U.S. Senate Appropriations leaders are stepping up their opposition to a proposal to separate the U.S. air traffic control organization, saying such a plan would curtail congressional oversight and break apart the FAA. Both Republican and Democrat leaders of the Senate Appropriations Committee and transportation appropriations subcommittee voiced their opposition as the House is expected to roll out a comprehensive reauthorization proposal—including a measure for an independent ATC—this week.
The leaders last summer had included language in the Senate version of the Fiscal Year 2016 FAA funding bill, saying they “would therefore oppose legislation to put the FAA or parts of the FAA on funding autopilot.”

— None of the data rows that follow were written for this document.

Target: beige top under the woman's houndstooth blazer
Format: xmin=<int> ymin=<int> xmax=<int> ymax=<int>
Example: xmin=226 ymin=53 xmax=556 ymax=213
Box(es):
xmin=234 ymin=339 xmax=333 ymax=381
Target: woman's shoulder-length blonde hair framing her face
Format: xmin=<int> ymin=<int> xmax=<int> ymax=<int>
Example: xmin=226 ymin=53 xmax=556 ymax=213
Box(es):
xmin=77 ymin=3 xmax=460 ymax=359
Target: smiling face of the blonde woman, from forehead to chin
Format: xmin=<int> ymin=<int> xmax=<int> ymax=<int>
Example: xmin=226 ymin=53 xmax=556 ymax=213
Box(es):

They followed with a January 27 letter to Senate Commerce Committee leaders saying, “The public would not be well served by exempting any part of the FAA from annual congressional oversight.” They noted that congressional oversight provides accountability and “ensures that the FAA maintains a system that works across the aviation industry, including general aviation and small and rural communities as well as commercial airlines and large metropolitan cities.”
They also noted that the U.S. has been a world leader in aviation with the largest, most complex system. “It does not make sense to break apart the FAA, an essential part of our success in aviation.” The lawmakers further expressed concern that efforts to modernize ATC, certify aviation products in a timely fashion and integrate unmanned systems in to the national airspace would be undermined if the FAA is fractured.

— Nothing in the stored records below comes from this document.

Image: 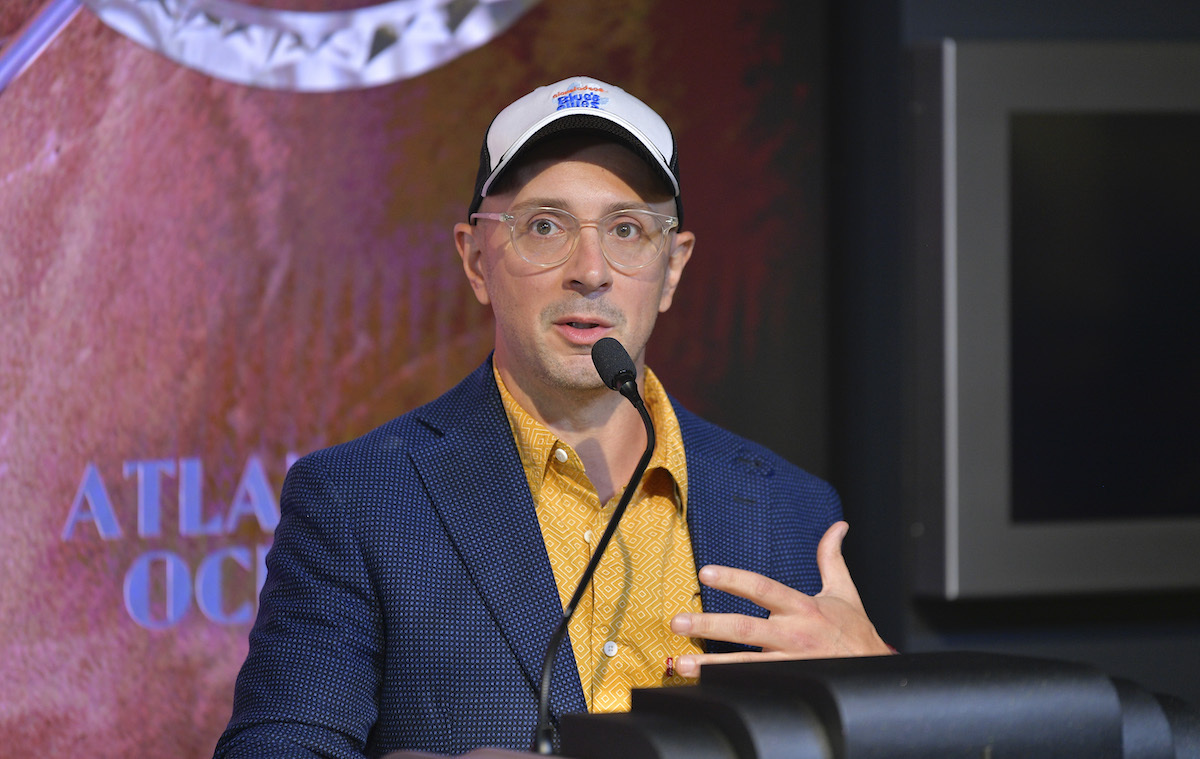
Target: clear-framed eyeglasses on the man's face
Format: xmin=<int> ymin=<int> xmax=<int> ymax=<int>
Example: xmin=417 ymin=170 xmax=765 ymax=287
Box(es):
xmin=470 ymin=207 xmax=679 ymax=269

Their letter comes as battle lines continue to be drawn over the proposal with House Republicans, including some key General Aviation Caucus members, and many scheduled airlines backing the concept while House Democrats, aviation consumers and general aviation groups oppose it.
General aviation and other groups welcomed the letter. “It represents an important perspective from legislators who have, for decades, ensured funding for the nation's air transportation system, despite great volatility in both the U.S. and world economies,” said NBAA president and CEO Ed Bolen.